In the fourth chapter, ‘Modernism in the Poetry of Jayant Mahapatra’ the poet establishes JM as modern as Houseman, Yeats, Eliot, D. H. Lawrence, Auden and so on. To, the author, he is ‘indisputably modern to the core’. As the author points out the contribution of JM to literature:

            As a fine craftsman, he adds fresh vigour and resonance to his poetic idiom enriching it   with his innovative imagistic patterns, similes, metaphors weaving melodies, rhythms to   deal with the themes of urbanization and cosmopolitanism… 

The author exerts that Mahapatra’s poetry, like other modern classical poetry rejects tradition and authority and provides freshness of sights and scents and hence the poet, as the author suggests/observes that ‘the poets of the stature of JM remains classics in their modernity. 

In the fifth chapter ‘Poetry of Silences and Shadows: Breadth of Vision’, he discusses the element of silences and shadows that remains a life companion of a human being. Even the poetry of JM bears ample references of silences and shadows. Whenever a reader passes through the poetic power of JM, he comes vis-à-vis with a highly meaningful and reflective note in the portrayal of silences. Better to quote poetic alliterative sentence, – “… shadows and silences converse with us in tones and tunes that charm and irritate, sooth and sway, hurt and hit, belie and beautify, refresh and reminisce in cozy and callous lap of life.” (74) The author, then attempts justifiably the delineation of shadows and silences in the poetic works of JM. He alludes from major poetic verses like- ‘Shadows’, ‘A Gray Haze Over the Rice Fields’, ‘The Predicament’, ‘Postcard from Home’, ‘The Lost Children of America’, ‘A Monsoon Day Fable,’ ‘The Mountains’, ‘The Moon Moments’ and ‘Dust’ to illustrate that the ‘natural’ and ‘realistic’ poetry of JM needs serious academic reading and it is a very rewarding venture in moulding and shaping the poetic vision and in filling the emotional and intellectual emptiness.

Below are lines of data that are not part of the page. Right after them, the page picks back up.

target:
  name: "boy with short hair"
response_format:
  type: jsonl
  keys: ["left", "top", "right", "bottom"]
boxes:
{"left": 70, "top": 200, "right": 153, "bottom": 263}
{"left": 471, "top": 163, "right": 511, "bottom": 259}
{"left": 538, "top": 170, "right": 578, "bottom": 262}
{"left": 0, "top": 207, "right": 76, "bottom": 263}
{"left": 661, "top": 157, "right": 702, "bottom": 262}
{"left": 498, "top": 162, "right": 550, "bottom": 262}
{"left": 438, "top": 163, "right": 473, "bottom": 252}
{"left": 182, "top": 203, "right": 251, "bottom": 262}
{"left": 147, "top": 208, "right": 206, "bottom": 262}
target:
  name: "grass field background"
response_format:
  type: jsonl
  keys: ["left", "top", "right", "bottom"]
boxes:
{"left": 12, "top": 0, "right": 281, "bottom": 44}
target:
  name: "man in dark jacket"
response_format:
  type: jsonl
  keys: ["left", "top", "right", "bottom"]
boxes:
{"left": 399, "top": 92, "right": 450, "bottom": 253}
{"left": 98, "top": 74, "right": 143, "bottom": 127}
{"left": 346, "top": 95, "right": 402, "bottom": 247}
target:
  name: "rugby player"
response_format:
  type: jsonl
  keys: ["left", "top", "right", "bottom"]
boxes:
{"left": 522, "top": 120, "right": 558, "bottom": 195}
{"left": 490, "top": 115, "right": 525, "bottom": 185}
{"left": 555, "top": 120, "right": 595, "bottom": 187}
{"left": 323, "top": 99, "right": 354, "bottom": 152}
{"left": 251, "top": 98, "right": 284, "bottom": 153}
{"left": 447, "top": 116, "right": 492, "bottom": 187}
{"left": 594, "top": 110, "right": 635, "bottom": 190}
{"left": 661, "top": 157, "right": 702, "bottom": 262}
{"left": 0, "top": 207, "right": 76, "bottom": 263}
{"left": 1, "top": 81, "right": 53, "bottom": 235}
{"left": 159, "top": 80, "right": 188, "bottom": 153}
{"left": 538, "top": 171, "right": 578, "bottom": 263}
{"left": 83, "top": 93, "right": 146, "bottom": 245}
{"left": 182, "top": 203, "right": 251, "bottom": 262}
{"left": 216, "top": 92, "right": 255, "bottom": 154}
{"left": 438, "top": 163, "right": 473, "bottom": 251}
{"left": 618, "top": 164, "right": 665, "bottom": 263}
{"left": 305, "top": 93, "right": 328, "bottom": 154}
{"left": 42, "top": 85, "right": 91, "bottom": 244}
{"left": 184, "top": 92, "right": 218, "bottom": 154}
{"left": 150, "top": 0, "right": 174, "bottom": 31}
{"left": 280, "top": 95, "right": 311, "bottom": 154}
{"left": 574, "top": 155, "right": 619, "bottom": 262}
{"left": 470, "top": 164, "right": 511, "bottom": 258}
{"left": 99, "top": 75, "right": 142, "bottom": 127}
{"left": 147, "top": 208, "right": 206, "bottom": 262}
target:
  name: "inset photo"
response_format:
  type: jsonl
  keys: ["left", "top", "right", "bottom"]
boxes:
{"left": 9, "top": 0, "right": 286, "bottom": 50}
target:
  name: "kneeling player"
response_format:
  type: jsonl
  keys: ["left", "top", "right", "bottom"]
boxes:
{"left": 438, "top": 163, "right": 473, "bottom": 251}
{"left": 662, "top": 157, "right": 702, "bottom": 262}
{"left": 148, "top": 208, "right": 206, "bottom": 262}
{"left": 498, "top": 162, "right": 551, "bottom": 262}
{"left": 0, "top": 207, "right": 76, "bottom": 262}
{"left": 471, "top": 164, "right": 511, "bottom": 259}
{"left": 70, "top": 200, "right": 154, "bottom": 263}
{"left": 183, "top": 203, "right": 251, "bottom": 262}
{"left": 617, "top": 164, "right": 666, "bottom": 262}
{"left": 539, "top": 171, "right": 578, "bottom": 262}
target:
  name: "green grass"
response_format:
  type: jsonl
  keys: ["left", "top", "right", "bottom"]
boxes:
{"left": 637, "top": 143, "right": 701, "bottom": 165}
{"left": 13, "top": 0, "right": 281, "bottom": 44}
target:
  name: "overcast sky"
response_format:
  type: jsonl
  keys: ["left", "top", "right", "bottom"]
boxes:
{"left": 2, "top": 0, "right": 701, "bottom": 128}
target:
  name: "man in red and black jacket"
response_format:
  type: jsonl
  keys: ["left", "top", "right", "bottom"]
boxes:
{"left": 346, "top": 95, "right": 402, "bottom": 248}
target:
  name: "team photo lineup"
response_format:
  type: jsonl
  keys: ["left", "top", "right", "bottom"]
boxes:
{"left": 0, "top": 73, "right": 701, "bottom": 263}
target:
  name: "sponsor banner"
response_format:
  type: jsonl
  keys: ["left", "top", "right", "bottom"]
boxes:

In the last chapter ‘Essential Poetic Genius of JM: His Fine Craftsmanship in His Innovative Poetic Idiom on Expression’ he summarizes the poetic craftsmanship of JM. Referring various poems the critic in Bhushan looks widely the poetry of JM, sideling the charges of ‘vagueness’ and seeming obscurity on Mahapatra. The author succinctly pin points the craftsmanship of snobberies, his style and diction and finally ‘reflective and refreshing tone, all are woven in the critical canvas of RKB.

In the end, Prof. Bhushan quotes KRS Iyengar and M. K. Naik the most powerful pillars of IEP. Each and every new or old reviewer/ reader/ critic should go through the books of these writers as these authors not just evaluated the poets and poetry written in India but they also proved the way to us also, taught us the discipline of reading and writing. When a critic of Bhushan’s stature quotes these stalwarts, one may continue to hope and vibrate in optimism.  The book is a good companion to the lovers of JM’s poetry.